Kuzenimin kaybıyla birlikte, onun hayatımıza kattığı zarafeti bir kez daha düşünmek için durduk. O, bulunduğu her sofrayı bir şölene, hatta bir karnavala dönüştürebilen birisiydi. Masanın etrafında oturanlara neşe saçan, sıradan bir yemeği bile bir kutlamaya çeviren bir ruh taşıyordu. En güzel peyniri bulmak için saatlerce yürüyebilecek bir hevesi vardı; bu sadece bir peynir almak değildi, hayata tutkuyla bağlanmanın ve her küçük detayı önemsemenin bir yansımasıydı. Bir şeyler üretme arzusu ise hiç bitmezdi: Evinin ihtiyaçlarını karşılamak için demirciler, marangozlar arasında sabah akşam demeden dolaşır, ihtiyacı olan en uygun aparatı bulmak ya da kendi elleriyle yapmak için uğraşır dururdu. Her anına ve aslında çevresindeki herkesin her anına gösterdiği bu titizlik ve coşkuyla, hayatı daha yaşanılır ve anlamlı kılmanın ne demek olduğunu bize yeniden hatırlatıyormuş. Şimdi daha iyi anlıyorum; sadece çevresindeki insanlara değil, kendisine de hayatı güzelleştirmek için aynı özeni gösteriyordu. Yaşadığı her anı, başkaları için olduğu kadar kendisi için de özel ve değerli kılardı.

Hayat, bazen en sıradan anlarda gizlenen, fark edilmeyen inceliklerle şekillenir. Sabah pencerenizi açtığınızda içeri dolan serin hava, yan komşunuzun sessiz bir tebessümle selam vermesi ya da bir elin hafifçe omzunuza dokunuşu... Tam da bu anlar, yaşamın karmaşası içinde gözden kaçan, ama derinlerde iz bırakan zarif anılardır. Belki de bizi tekrar tekrar yerli dizilere çeken, hikayelerden çok bu küçük detaylardır: Karakterlerin birbirine sunduğu ince jestler, sessizce paylaşılan bir fincan çay ya da bir bakışta verilen destek. Bu anlar, insan olmanın en saf haliyle yeniden hatırlatır bize; duyguların zarafetle dile getirildiği anların gücünü.
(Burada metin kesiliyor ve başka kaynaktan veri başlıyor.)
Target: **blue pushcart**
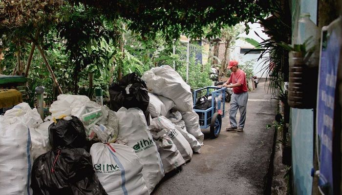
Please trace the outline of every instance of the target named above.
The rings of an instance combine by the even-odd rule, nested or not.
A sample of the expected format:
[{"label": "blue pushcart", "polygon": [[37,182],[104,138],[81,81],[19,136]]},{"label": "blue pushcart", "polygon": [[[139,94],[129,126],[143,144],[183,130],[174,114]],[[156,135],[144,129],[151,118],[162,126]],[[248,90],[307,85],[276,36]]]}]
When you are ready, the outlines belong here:
[{"label": "blue pushcart", "polygon": [[[210,127],[210,134],[212,138],[218,136],[222,126],[222,118],[224,117],[224,104],[225,103],[225,87],[209,86],[193,91],[193,111],[199,117],[201,129]],[[211,100],[211,106],[206,110],[195,109],[197,95],[206,92],[205,96],[208,100]]]}]

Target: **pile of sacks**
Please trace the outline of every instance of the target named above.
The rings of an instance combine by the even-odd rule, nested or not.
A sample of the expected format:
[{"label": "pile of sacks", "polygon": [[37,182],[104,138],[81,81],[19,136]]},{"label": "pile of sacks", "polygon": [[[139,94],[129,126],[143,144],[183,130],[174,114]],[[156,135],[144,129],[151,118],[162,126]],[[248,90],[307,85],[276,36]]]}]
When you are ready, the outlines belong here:
[{"label": "pile of sacks", "polygon": [[165,66],[142,79],[128,75],[111,86],[115,111],[61,95],[44,121],[25,103],[0,116],[1,193],[150,194],[204,136],[178,74]]}]

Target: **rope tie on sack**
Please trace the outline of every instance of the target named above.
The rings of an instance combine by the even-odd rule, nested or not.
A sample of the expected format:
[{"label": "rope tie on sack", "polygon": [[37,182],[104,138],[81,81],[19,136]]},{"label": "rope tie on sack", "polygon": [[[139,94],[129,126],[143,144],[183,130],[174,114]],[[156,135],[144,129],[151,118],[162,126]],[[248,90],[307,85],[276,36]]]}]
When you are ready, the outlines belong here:
[{"label": "rope tie on sack", "polygon": [[58,158],[58,156],[59,156],[60,153],[61,151],[58,150],[58,154],[57,154],[57,156],[56,156],[56,158],[55,158],[55,161],[53,162],[53,165],[52,165],[52,168],[51,168],[51,172],[52,173],[55,172],[55,169],[54,169],[55,167],[55,164],[56,164],[56,162],[57,161],[57,159]]},{"label": "rope tie on sack", "polygon": [[110,144],[109,144],[109,143],[107,143],[106,144],[107,144],[109,147],[109,148],[110,148],[110,149],[111,149],[111,150],[112,150],[113,152],[116,152],[116,151],[115,151],[115,150],[114,148],[113,148],[112,147],[111,147],[111,146],[110,145]]}]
Bu zarif anlar, sadece başkalarına sunduğumuz incelikler değil, kendimize de armağan edebileceğimiz değerlerdir. Örneğin, kendimize hazırladığımız bir yemeği sunduğumuz tabağın bile özenle seçilmesi, o anın kıymetini artırabilir. Kendimize gösterdiğimiz bu küçük özen, tıpkı başkalarına gösterdiğimiz zarafet gibi, yaşamı daha anlamlı kılar. Çünkü zarafet, sadece dışarıya değil, içimize de yönelttiğimiz bir iyiliktir. Kendimizi güzelleştirdikçe dünyayı da güzelleştiririz.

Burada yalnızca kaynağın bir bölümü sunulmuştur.